TVO and the suppliers are claiming billions of euros from each other due to years of delays and cost overruns on the Olkiluoto 3 reactor project in southwest Finland. Its start was postponed last month to May 2019 - a decade later than planned.
Areva-Siemens, which started the dispute over delays, is claiming 3.6 billion euros ($4.3 billion) from TVO, while the Finnish company has filed a counter-claim of 2.6 billion euros.
TVO said the partial award resolved matters related to the construction works in its favor. It was the last partial decision before the final ruling on compensation, expected in the coming months.
TVO deputy CEO Risto Siilos said he was optimistic over the final outcome.
“We maintain our view that our case is stronger than the plant supplier’s claims,” he told Reuters by phone.
“The partial decisions are final and binding, and although no financial decisions have yet been made, they give an indication of what’s coming.”
An Areva spokesman said the firm disagreed with TVO’s interpretation that the partial ruling was an indication of the final ruling as it did not cover the key issues at stake in the arbitration.
“We remain confident about the final sharing of responsibilities,” he said.
French energy newsletter Enerpresse reported that TVO would be willing to end the litigation provided that Areva ensures that it has the financial means to finalize the reactor project.
A TVO spokesman declined to comment on that.
The Areva spokesman said Areva remains open to a balanced agreement to end the long arbitrage procedure.
“It is TVO’s intransigence which led to the collapse of talks 18 months ago, at both parties’ expense. The basis for a win-win agreement is on the table,” he said.
TVO also filed an appeal in September to the European Commission over France’s restructuring of its nuclear industry.

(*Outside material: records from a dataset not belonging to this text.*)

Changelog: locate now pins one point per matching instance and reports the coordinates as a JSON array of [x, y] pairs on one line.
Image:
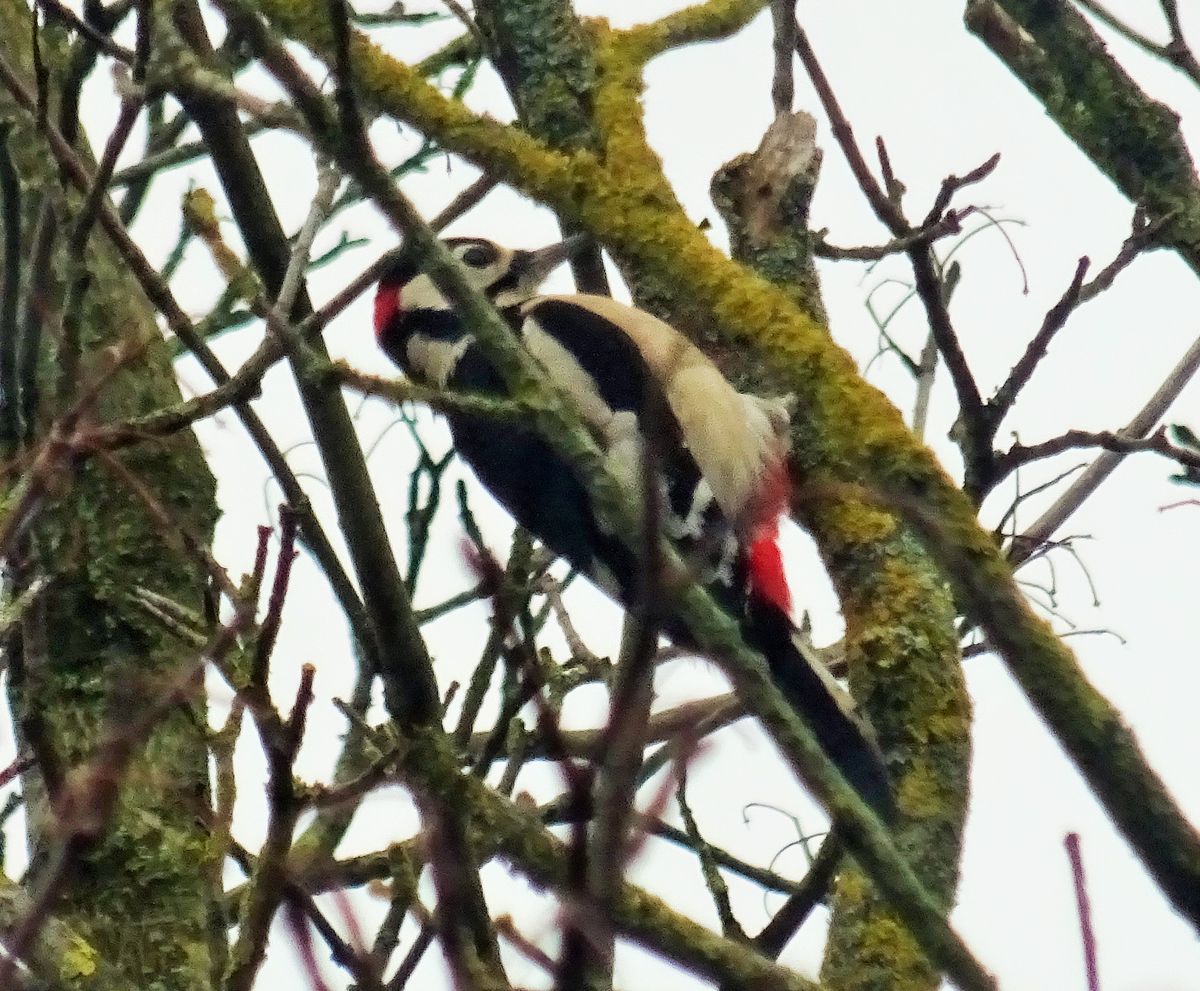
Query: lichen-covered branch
[[1132, 138], [900, 641], [850, 432], [144, 904]]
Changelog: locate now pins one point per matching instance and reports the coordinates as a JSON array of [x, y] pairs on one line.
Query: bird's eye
[[478, 256]]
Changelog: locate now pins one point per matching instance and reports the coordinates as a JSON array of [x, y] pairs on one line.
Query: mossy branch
[[852, 432], [699, 23], [1133, 139]]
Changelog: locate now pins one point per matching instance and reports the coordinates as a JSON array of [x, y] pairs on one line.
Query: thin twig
[[1087, 934]]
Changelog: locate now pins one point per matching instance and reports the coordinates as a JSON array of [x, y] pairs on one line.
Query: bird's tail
[[822, 703]]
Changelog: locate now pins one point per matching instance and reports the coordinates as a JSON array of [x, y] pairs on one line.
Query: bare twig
[[1071, 841], [1044, 528], [1054, 322], [783, 85], [1119, 443], [1175, 52]]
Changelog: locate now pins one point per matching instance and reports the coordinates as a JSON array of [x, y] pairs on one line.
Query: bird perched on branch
[[649, 397]]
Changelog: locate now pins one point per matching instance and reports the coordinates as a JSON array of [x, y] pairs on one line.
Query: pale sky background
[[911, 73]]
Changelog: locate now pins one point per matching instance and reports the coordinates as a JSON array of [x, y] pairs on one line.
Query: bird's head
[[507, 276]]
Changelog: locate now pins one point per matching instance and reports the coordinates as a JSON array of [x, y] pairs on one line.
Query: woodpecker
[[639, 385]]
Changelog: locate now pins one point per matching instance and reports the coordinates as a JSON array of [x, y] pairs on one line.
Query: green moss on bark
[[141, 904]]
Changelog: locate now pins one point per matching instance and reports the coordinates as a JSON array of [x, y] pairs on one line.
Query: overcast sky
[[911, 73]]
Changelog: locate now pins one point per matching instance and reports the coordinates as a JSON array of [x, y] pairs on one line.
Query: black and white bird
[[720, 456]]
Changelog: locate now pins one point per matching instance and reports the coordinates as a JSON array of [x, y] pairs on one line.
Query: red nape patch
[[387, 307], [767, 578]]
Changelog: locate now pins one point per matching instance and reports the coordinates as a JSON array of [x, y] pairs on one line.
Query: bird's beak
[[543, 262]]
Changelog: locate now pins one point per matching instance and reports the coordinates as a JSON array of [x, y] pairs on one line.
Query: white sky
[[911, 73]]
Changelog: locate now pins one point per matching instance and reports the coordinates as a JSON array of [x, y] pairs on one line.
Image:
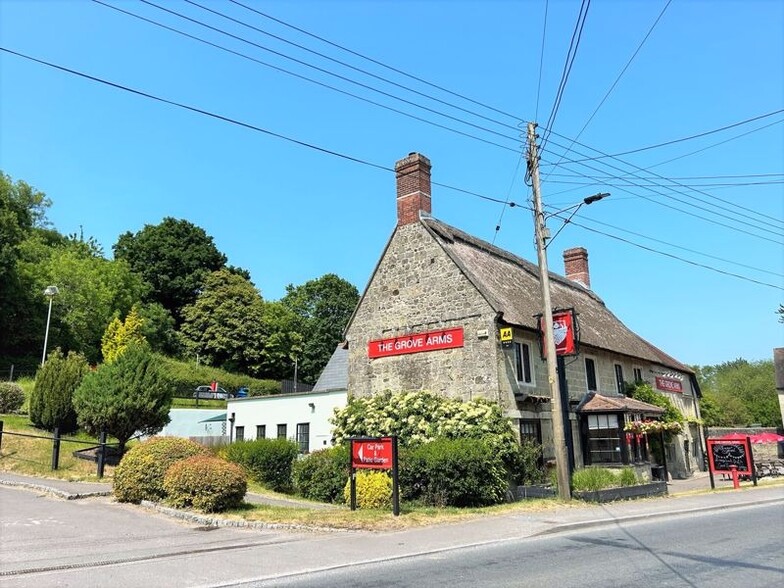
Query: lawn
[[33, 455]]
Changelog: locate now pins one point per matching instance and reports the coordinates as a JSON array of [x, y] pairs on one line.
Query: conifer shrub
[[205, 482], [11, 397], [374, 489], [453, 472], [267, 461], [139, 475], [51, 403], [322, 474]]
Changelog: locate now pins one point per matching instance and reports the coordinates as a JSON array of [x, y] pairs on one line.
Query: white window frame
[[524, 348]]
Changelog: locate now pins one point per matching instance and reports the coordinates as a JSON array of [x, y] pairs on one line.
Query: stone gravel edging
[[212, 521], [59, 493]]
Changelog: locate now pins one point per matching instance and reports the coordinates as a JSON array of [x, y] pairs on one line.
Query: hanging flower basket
[[649, 426]]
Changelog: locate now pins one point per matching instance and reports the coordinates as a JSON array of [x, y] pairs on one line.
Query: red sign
[[669, 385], [373, 454], [563, 332], [430, 341]]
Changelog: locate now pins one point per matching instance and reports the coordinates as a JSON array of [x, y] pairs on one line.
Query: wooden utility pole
[[556, 413]]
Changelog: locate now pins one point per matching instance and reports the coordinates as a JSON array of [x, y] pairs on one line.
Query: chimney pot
[[576, 266], [413, 188]]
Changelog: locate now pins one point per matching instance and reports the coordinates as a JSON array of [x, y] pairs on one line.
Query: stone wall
[[417, 288]]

TVO argued the French plan to inject 4.5 billion euros into state-owned Areva was not enough and could leave the troubled company unable to meet its future liabilities.
A turnkey contract for Olkiluoto 3, signed in 2003, fixed the cost of the reactor at 3.2 billion euros. Areva has since estimated the overall cost at closer to 8.5 billion euros.

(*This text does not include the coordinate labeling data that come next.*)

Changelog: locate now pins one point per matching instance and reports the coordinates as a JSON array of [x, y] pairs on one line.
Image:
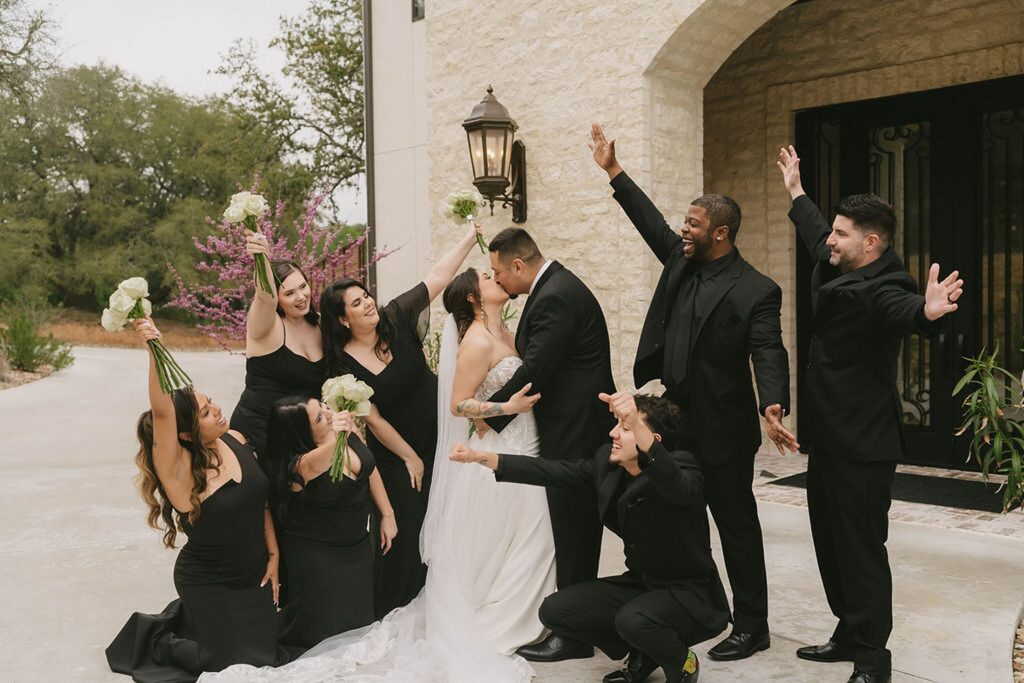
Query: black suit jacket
[[659, 515], [850, 406], [741, 325], [563, 342]]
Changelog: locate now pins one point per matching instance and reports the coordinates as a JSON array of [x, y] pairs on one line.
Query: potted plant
[[993, 413]]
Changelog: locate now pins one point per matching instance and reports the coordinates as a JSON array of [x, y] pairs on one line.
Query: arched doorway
[[865, 89]]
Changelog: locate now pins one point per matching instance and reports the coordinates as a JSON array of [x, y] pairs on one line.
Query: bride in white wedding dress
[[488, 547]]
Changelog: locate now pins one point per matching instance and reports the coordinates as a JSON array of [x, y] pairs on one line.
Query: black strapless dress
[[406, 394], [282, 373], [222, 616], [330, 555]]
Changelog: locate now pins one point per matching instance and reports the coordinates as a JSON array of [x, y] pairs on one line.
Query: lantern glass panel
[[476, 152], [495, 143]]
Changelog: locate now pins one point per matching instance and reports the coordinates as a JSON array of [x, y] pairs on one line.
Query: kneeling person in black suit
[[671, 596]]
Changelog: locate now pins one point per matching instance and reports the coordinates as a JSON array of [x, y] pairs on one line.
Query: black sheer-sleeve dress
[[406, 394], [221, 616], [269, 377], [330, 554]]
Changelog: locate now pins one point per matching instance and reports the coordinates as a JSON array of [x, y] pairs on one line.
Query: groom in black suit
[[711, 315], [563, 341]]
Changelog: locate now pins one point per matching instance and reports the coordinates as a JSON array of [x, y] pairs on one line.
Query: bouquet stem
[[340, 460], [169, 373], [259, 260]]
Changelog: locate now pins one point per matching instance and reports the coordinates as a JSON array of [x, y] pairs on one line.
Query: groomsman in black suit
[[562, 339], [650, 495], [863, 302], [711, 315]]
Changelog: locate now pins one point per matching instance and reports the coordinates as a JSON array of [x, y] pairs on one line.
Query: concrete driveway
[[77, 557]]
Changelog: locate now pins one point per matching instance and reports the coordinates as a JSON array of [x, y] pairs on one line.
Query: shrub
[[24, 346]]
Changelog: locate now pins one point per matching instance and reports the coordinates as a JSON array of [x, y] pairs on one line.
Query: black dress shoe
[[638, 668], [830, 651], [739, 646], [861, 677], [556, 648]]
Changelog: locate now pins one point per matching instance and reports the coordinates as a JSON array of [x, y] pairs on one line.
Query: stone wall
[[824, 52], [635, 68], [641, 70]]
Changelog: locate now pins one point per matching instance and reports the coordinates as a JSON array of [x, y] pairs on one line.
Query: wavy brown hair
[[162, 515]]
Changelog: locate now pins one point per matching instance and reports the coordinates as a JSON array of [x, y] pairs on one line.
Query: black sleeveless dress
[[406, 394], [222, 616], [282, 373], [330, 555]]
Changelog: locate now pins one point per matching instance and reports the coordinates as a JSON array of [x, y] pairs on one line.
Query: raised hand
[[788, 163], [256, 244], [343, 421], [520, 402], [145, 329], [604, 152], [940, 298], [623, 406], [779, 435]]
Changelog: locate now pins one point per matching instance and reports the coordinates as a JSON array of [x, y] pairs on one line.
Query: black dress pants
[[848, 503], [577, 530], [622, 613], [729, 493]]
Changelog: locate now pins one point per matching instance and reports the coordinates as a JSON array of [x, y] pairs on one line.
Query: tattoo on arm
[[477, 409]]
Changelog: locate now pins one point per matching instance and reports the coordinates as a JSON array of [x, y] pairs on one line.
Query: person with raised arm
[[650, 495], [712, 317], [198, 475], [864, 302], [383, 347]]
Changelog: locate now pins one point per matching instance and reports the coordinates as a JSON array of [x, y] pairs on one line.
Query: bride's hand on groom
[[342, 422], [415, 466], [463, 454], [520, 402]]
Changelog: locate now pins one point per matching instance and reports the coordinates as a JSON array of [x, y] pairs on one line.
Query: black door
[[951, 163]]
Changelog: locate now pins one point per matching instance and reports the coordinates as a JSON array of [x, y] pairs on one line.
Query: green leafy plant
[[993, 414], [24, 346]]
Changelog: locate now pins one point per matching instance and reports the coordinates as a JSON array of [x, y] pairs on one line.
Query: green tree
[[317, 111], [25, 46], [102, 176]]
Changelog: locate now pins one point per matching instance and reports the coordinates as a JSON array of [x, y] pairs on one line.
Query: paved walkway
[[77, 557]]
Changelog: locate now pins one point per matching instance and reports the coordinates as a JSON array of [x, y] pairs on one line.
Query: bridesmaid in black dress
[[284, 356], [196, 472], [384, 349], [329, 551]]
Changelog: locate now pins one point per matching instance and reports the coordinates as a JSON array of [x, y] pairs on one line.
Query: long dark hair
[[162, 514], [283, 269], [335, 335], [288, 435], [456, 299]]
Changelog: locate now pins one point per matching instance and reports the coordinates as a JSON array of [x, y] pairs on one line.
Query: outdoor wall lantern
[[499, 161]]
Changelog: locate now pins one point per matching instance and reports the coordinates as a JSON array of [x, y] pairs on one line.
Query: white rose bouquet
[[246, 208], [345, 393], [128, 303], [460, 207]]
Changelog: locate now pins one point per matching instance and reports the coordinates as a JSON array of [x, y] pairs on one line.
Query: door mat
[[962, 494]]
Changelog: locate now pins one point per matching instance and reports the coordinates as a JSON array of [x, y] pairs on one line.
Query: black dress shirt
[[690, 305]]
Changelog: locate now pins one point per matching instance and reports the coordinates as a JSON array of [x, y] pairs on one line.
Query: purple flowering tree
[[325, 253]]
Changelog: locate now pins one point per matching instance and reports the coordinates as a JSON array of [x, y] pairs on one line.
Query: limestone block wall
[[830, 51], [637, 68]]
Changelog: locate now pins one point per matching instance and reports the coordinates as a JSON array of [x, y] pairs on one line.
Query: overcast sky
[[177, 42]]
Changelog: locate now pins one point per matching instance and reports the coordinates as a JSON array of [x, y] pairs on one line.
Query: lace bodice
[[520, 435]]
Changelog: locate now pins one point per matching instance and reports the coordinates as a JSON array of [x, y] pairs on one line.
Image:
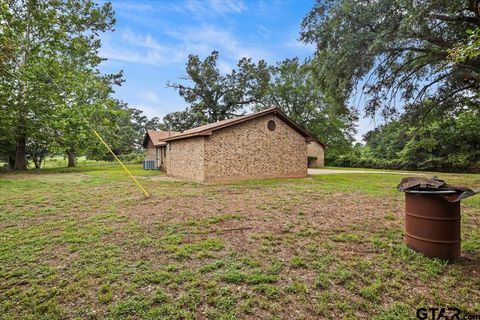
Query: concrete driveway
[[333, 171]]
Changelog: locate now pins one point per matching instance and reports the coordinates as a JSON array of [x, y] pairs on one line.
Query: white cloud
[[143, 49], [228, 6], [204, 39], [146, 49]]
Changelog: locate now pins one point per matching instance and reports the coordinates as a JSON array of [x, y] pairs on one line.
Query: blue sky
[[153, 39]]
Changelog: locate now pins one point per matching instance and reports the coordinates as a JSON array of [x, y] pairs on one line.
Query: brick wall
[[250, 150], [150, 151], [314, 149], [185, 158]]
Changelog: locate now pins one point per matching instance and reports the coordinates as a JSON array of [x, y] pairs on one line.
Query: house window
[[271, 125]]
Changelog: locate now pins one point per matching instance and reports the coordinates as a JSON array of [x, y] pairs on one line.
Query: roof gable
[[207, 129], [157, 137]]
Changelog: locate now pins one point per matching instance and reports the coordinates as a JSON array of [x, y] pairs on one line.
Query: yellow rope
[[126, 169]]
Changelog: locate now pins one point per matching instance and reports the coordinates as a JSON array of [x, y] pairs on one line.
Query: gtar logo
[[438, 314]]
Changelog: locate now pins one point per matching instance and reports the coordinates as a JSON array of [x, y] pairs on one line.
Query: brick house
[[265, 144]]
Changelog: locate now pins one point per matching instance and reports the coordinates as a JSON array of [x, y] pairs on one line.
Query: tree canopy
[[51, 87], [395, 49], [215, 96]]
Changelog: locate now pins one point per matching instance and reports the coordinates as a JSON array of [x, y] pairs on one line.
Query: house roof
[[207, 129], [157, 137]]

TVO’s largest owner, Pohjolan Voima Oy (PVO), told Reuters on Tuesday it might seek further compensation from the suppliers.

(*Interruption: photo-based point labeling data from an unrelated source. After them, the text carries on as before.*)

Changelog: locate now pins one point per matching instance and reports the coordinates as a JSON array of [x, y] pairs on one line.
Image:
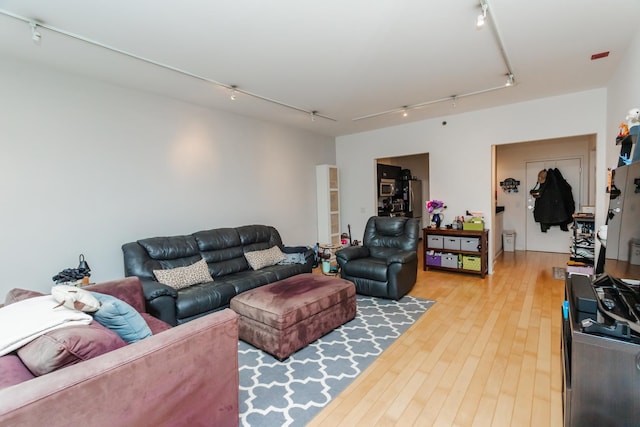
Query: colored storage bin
[[477, 226], [508, 240], [434, 260], [452, 243], [470, 244], [449, 260], [471, 262], [435, 242], [634, 256]]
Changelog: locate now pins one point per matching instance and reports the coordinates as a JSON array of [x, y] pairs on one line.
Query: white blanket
[[24, 321]]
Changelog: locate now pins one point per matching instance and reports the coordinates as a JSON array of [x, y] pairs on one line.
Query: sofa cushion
[[68, 346], [169, 248], [13, 371], [183, 277], [18, 294], [222, 250], [264, 258], [75, 298], [121, 318]]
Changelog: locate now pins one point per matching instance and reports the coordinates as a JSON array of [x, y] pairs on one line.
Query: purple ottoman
[[282, 317]]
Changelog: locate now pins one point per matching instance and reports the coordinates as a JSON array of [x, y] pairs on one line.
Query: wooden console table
[[432, 237]]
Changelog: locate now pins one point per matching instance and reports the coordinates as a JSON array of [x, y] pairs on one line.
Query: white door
[[554, 239]]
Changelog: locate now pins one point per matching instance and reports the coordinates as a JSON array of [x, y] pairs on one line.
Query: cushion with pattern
[[183, 277]]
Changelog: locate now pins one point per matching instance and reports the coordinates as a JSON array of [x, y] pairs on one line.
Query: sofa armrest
[[165, 379], [160, 301], [351, 252], [128, 290]]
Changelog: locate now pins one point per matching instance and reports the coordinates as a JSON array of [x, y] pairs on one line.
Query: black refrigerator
[[412, 195]]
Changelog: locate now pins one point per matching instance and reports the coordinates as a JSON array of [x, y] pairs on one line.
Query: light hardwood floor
[[486, 354]]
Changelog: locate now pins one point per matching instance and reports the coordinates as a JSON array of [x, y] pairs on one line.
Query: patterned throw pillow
[[183, 277], [261, 259]]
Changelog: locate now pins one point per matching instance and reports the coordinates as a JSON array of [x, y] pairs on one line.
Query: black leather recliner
[[387, 264]]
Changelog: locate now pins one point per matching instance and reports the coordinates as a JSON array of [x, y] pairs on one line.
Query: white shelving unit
[[328, 195]]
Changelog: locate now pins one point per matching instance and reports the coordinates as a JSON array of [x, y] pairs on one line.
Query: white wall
[[460, 152], [86, 166], [623, 94]]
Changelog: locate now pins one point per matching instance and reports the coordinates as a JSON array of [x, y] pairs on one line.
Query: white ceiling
[[342, 58]]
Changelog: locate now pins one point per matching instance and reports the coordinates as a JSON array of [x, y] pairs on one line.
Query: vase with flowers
[[435, 208]]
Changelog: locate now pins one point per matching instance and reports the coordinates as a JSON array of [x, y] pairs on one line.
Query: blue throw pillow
[[121, 318]]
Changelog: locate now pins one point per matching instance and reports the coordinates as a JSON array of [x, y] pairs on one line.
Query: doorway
[[418, 165], [554, 239], [514, 161]]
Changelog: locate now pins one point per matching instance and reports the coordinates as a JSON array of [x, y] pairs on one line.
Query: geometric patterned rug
[[292, 392]]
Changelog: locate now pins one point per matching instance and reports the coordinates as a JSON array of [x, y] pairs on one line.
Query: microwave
[[387, 188]]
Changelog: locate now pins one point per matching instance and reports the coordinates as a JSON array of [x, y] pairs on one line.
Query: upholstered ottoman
[[282, 317]]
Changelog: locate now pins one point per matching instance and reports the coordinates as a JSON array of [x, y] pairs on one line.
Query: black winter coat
[[555, 206]]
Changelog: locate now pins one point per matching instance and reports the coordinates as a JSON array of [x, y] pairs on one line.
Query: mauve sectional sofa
[[182, 376]]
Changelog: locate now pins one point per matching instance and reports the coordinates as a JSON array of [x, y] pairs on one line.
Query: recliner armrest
[[352, 252], [402, 257]]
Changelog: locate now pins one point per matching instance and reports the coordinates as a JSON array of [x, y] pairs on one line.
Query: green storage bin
[[471, 262], [478, 226]]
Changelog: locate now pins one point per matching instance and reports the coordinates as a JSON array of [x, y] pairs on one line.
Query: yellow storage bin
[[471, 262], [479, 226]]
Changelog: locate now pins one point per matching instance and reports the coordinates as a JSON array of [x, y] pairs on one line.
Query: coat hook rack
[[510, 185]]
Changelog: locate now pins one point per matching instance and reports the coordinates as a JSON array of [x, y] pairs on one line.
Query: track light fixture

PVO is majority-owned by Finnish paper makers UPM and Stora Enso, while utility Fortum owns a direct stake in TVO.
Olkiluoto 3, a European Pressurised Reactor (EPR), is set to become Finland’s fifth and largest nuclear unit and provide about 10 percent of the country’s power needs.
Analysts have estimated delays at the plant have translated into additional annual costs of hundreds of millions of euros for Finnish consumers through higher electricity prices.